Why don't we use the proper terminology for linear and affine?

Question

Why do we call y = mx + b linear (in high school)? Why don't we call it affine?

and linear what is actually linear

$$f(x+y)=f(x)+f(y)$$ $$f(ax)=af(x)$$

Answer 1

As written in den comments, you have to consider the context. There are also other definitions which are not consistent in mathematics. An other example is the set of natural numbers.
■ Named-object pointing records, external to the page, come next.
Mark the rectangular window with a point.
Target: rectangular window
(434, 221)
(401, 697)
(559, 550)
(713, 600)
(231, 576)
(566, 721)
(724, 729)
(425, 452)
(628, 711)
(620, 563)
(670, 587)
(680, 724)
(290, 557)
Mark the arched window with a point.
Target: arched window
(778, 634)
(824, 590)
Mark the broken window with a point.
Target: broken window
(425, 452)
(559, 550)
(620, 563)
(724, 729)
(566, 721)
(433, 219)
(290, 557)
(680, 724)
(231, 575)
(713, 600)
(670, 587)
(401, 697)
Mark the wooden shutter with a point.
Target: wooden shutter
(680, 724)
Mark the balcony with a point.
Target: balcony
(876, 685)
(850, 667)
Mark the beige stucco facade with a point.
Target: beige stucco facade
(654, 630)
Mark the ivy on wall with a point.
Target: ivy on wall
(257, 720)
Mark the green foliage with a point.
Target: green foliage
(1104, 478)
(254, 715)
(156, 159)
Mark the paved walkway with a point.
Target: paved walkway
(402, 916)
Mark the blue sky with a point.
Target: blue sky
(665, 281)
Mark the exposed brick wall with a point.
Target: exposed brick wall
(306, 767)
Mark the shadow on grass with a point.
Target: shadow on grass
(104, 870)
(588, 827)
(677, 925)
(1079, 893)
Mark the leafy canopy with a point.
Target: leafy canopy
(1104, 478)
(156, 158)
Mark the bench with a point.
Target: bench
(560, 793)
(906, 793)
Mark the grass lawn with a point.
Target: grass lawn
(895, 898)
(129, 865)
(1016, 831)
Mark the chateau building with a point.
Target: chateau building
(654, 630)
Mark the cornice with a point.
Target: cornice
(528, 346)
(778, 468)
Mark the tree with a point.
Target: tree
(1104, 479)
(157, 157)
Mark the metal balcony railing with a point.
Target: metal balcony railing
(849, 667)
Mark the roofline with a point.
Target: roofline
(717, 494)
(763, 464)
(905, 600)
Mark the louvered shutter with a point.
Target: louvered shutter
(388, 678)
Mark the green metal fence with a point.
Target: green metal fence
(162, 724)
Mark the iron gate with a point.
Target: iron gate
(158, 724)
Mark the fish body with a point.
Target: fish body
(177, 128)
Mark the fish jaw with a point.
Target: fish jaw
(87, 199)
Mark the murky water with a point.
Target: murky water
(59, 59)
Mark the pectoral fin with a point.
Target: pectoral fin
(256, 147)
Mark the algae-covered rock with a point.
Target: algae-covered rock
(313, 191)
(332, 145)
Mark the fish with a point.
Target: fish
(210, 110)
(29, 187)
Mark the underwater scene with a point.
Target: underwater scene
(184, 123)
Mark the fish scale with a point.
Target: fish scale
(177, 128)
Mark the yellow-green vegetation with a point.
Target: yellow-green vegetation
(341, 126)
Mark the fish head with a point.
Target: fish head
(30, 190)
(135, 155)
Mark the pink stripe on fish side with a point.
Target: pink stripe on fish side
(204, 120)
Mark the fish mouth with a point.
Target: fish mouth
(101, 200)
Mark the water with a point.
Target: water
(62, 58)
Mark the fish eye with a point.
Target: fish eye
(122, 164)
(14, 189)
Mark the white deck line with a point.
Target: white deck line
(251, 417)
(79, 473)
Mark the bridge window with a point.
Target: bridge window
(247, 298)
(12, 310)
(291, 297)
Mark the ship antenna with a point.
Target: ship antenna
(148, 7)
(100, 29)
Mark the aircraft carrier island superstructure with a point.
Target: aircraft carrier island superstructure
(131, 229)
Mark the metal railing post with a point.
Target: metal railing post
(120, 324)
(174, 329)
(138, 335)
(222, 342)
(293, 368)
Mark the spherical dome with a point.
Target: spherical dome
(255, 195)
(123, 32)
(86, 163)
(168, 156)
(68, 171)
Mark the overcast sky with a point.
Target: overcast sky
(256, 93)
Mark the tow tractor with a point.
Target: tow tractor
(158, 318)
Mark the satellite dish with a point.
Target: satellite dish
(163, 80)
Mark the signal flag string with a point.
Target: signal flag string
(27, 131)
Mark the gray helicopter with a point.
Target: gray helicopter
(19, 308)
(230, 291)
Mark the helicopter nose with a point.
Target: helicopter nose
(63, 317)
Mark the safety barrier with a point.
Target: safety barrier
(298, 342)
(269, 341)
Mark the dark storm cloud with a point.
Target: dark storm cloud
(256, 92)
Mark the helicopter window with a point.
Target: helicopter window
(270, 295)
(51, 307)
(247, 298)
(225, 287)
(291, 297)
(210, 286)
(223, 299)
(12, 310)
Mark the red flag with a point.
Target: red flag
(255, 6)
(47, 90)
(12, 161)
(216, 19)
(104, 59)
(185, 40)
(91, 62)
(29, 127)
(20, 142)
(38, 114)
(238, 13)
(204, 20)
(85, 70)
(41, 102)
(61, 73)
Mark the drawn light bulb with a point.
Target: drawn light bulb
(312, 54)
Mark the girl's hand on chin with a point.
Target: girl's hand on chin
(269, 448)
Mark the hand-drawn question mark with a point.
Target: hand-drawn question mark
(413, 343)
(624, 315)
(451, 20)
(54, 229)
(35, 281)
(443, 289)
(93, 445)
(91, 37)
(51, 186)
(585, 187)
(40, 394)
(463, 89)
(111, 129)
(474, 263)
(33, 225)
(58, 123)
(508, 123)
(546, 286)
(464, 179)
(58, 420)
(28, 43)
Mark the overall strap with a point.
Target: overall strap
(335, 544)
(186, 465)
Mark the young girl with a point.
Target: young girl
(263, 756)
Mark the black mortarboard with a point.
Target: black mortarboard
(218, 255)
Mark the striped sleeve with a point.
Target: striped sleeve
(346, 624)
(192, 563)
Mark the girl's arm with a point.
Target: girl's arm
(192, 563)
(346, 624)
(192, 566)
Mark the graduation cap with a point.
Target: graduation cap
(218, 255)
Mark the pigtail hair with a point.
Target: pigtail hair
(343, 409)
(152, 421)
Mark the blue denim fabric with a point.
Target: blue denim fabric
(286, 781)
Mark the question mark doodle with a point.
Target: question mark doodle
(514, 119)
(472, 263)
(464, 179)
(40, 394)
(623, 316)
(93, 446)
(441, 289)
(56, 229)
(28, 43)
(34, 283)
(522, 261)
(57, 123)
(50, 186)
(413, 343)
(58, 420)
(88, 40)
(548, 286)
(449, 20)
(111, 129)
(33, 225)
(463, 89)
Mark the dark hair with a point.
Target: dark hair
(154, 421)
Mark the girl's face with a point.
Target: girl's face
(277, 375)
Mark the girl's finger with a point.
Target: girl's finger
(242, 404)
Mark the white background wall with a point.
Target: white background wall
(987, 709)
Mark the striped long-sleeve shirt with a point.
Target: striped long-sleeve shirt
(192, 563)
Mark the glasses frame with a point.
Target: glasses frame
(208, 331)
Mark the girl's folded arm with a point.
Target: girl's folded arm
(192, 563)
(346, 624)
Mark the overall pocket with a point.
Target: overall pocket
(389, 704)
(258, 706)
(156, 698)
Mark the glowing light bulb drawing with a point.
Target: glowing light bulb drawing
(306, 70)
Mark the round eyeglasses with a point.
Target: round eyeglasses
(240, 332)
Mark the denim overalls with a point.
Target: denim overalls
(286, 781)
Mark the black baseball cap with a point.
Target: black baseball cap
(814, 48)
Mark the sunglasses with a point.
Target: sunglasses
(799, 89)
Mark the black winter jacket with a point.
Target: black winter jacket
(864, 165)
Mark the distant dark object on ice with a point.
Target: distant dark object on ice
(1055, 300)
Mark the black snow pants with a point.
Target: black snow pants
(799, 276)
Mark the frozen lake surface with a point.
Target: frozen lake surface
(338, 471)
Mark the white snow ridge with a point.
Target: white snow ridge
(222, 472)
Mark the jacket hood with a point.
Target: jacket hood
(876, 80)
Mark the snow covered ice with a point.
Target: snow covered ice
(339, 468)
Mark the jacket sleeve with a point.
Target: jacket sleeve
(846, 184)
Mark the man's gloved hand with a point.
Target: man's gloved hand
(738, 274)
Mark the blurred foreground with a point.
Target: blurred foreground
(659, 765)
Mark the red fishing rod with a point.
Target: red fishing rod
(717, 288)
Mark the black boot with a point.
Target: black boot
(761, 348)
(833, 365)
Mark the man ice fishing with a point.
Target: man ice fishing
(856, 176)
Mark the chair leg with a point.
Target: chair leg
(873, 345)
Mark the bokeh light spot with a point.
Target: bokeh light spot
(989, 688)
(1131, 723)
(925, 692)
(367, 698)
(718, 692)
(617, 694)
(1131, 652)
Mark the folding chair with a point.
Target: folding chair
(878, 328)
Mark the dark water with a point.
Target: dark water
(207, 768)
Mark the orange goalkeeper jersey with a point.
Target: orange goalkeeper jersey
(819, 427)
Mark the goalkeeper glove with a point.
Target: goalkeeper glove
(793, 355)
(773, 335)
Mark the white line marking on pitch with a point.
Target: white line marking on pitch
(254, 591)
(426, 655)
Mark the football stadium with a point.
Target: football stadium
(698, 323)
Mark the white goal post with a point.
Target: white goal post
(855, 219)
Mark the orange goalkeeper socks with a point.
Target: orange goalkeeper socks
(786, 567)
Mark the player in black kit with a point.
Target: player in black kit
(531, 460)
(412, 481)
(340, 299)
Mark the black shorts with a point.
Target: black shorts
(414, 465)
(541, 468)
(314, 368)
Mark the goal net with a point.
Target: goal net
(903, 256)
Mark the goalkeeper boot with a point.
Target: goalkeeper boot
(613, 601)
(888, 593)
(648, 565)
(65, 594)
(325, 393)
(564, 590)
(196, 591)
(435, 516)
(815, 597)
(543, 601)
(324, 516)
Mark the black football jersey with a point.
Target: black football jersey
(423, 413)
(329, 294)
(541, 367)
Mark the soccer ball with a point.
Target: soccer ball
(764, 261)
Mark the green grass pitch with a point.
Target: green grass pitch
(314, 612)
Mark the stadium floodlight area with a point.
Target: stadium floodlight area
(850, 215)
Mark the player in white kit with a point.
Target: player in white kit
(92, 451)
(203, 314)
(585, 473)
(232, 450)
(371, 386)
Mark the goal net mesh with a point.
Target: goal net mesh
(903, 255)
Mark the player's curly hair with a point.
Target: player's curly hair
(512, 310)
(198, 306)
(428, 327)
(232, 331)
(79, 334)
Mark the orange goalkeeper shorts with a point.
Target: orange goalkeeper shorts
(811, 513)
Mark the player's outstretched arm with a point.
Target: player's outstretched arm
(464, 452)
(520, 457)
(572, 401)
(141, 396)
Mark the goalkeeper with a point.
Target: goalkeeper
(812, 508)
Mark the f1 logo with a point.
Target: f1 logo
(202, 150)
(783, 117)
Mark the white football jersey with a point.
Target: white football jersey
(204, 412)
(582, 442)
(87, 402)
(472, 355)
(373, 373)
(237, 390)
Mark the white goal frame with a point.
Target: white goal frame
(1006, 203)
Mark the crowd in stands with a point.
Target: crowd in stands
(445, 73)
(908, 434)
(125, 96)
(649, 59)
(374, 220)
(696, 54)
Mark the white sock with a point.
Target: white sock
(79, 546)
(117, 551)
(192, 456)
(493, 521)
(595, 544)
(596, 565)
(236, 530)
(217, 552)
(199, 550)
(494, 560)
Some authors say that $0$ is a natural number but other say that the natural numbers start with $1$.

In high school you call $f:\mathbb R\to\mathbb R$, $f(x)=mx+b$ a linear function and sometime we still use it in analysis for example like this:

Define $f:\mathbb R\to\mathbb R$ continuously by $$ f(x)=\begin{cases}0 & x\leq n\\1 & x\geq n+1\\linear & x\in[n,n+1] \end{cases}. $$ Here obviously $f$ is not linear in sense of linear algebra on $[n,n+1]$, but everyone knows how to understand it.

On the other hand, if you consider vector spaces $V$ and $W$ and a linear function $F:V\to W$ then it is obvious, that $F$ has to be linear in sense of linear algebra. So from the context there is no misunderstanding.